The Royal College of Psychiatrists issued the following news release
from their annual meeting in London, July 1-4 2008:

Meditation Good For Psychiatrists’ Mental Health

Meditation sessions are proving a hit for members of the Royal College
of Psychiatrists at their Annual Meeting at Imperial College, London -
with a growing number claiming they are turning to the spiritual
discipline to combat anxiety and burnout.

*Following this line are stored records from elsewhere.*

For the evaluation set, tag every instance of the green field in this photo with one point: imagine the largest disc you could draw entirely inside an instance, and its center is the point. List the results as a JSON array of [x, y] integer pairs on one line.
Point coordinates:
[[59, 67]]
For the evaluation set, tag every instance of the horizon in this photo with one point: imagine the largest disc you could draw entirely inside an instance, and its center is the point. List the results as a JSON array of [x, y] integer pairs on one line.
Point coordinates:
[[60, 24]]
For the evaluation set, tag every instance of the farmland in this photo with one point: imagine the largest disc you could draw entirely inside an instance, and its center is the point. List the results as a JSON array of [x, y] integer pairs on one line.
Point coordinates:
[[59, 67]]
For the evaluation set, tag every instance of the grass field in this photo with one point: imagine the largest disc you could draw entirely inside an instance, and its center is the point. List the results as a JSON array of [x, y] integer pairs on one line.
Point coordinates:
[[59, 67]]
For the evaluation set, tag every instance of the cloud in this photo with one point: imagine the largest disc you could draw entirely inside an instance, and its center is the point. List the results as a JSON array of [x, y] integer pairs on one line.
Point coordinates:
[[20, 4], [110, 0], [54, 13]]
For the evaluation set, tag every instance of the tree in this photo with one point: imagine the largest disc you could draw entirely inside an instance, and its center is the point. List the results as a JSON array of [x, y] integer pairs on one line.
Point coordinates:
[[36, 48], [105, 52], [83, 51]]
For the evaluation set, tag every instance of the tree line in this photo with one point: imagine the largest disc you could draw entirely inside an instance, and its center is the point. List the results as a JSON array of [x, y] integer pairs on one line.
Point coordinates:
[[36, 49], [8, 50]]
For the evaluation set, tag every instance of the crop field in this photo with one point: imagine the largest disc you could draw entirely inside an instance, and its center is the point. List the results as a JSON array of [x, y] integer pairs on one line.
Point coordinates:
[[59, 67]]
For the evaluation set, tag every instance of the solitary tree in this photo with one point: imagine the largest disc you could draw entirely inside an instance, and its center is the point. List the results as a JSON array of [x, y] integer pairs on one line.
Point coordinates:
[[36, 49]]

Meditation workshops, run by the College’s 2,000-strong Spirituality
Special Interest Group, are overbooked. “It seems to be an indication of
the need for spiritual nourishment, something that College members are
not finding easily in the outside world,” says Dr Sarah Eagger, chair of
the Spirituality Group.

Dr Eagger, consultant psychiatrist at St Charles Hospital, London, said
her daily meditation practice was as important in her everyday work as
her medical training. “A strong spiritual practice really comes into its
own when you are faced with a very distressed patient, while also coping
with the pressures of working in teams under immense stress, and then
having to spend hours filling in forms that make you feel that you are
not trusted. I am stressed enough as it is. Without meditation practice
to keep a still space inside, I would be suffering burn-out.”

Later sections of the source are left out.